I think the problem is due to approximation. For small testcases it may seem to work. But for larger values the error may be too high to ignore (ie answer may vary by ± 1 index position) , thereby rendering WA.

i checked for 10^18 from both files i got 7 in both cases

Even tried Both C++ and Python

fails for some inputs between 1 \leq 10^{18} not checking just for 10^{18} gets AC. WA due to precision errors bro

I write it as log2((long double)n) in c++ . It showed AC.

I had the same issue in Python while using `math.log2()`

, I then used `bit_length() -1`

can you please elaborate?

Try log2(2**59 - 1) in Python, it yields 59.0

Likewise, in C++ int(log2(2^59 - 1)) yields 59

Log2 isn’t very reliable for ‘exact’ computations. It is better to implement it manually for the specific use cases required in your problem.

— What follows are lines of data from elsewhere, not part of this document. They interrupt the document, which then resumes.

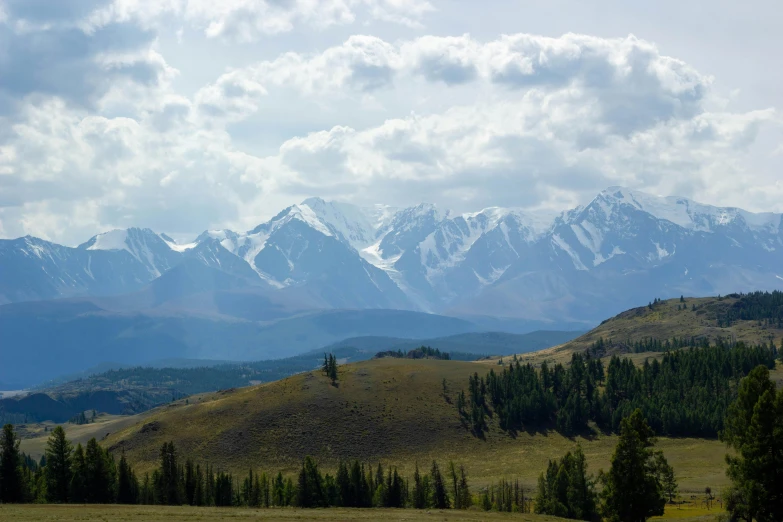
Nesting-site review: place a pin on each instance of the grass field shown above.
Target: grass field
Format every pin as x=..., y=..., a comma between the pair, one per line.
x=663, y=322
x=392, y=410
x=73, y=513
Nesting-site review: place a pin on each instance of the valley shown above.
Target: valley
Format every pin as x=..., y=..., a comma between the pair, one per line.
x=405, y=412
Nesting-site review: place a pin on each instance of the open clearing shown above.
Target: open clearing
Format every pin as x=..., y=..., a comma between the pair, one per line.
x=388, y=410
x=68, y=513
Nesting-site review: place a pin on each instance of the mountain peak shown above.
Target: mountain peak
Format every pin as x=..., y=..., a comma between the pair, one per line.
x=684, y=212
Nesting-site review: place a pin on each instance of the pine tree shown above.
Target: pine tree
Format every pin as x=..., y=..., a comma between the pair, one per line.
x=310, y=491
x=11, y=490
x=99, y=473
x=420, y=492
x=58, y=466
x=127, y=487
x=440, y=497
x=78, y=488
x=167, y=485
x=632, y=490
x=463, y=491
x=754, y=428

https://codeforces.com/blog/entry/56975 here is the detailed explanation for those who use it in C++

Ohh I got it

**> Be careful for log2**

basically `bit_length()`

returns the position of the highest set bit i.e. the length of the binary representation of the number (i.e. log2)

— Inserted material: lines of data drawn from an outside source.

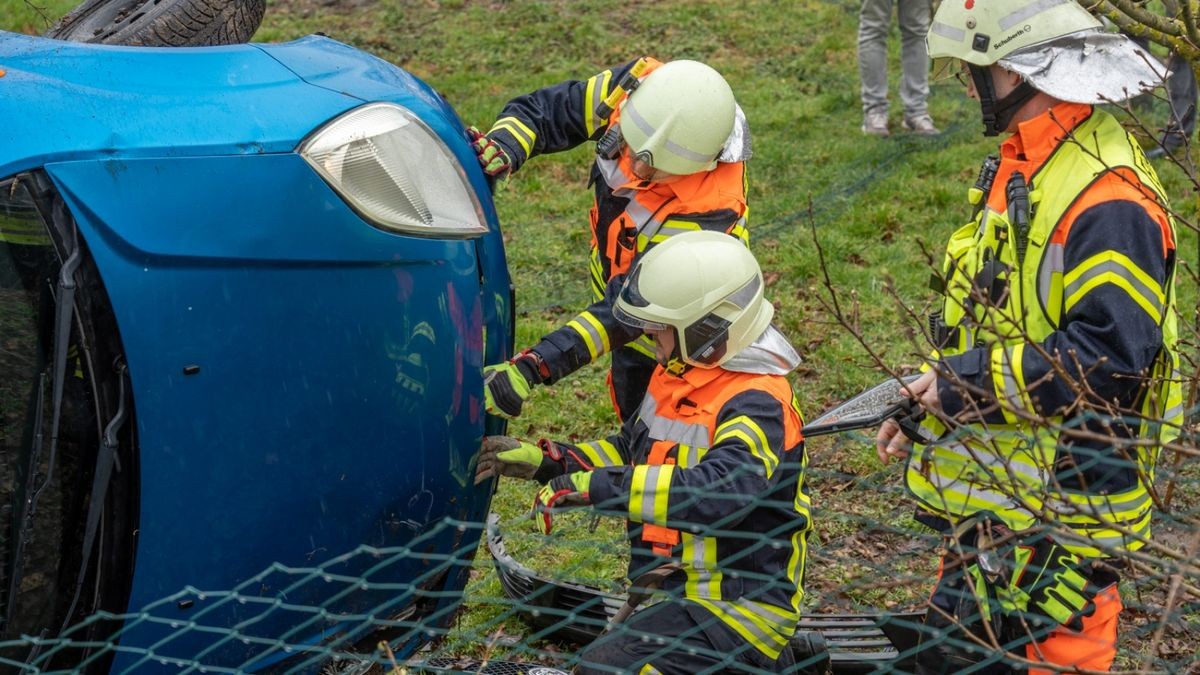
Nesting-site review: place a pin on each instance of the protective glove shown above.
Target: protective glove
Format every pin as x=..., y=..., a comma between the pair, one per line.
x=503, y=455
x=1047, y=579
x=563, y=491
x=492, y=157
x=507, y=386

refer to this link https://stackoverflow.com/questions/3719631/log-to-the-base-2-in-python

Check for this:

**1**

**18014398509481983**

The output should be 9, I think yours should give 2.

Yes Built-in Log Program is giving answer 2

Yes, the log function is losing precision for large numbers. That’s the reason for WA. This link explains the problem for C++, but I think the reason for Python should be the same.

Faced the same problem with log2(n) but log2l(n) will work fine in c++…

Yes, after many WA. I did the same thing and got AC.

that is log2((long double)n).

reason:

both long long int and double are of same size 8 bytes.

but when we pass long long int in log2 function then it will implicitly convert it into double.

and when large long long int converted into double it will lose some data because in double it will also store floating digits after this decimal point.

So, after type casting long long int into long double(12 bytes)…data of large number also not lossed…

This is my first contribution…hope it will be helpful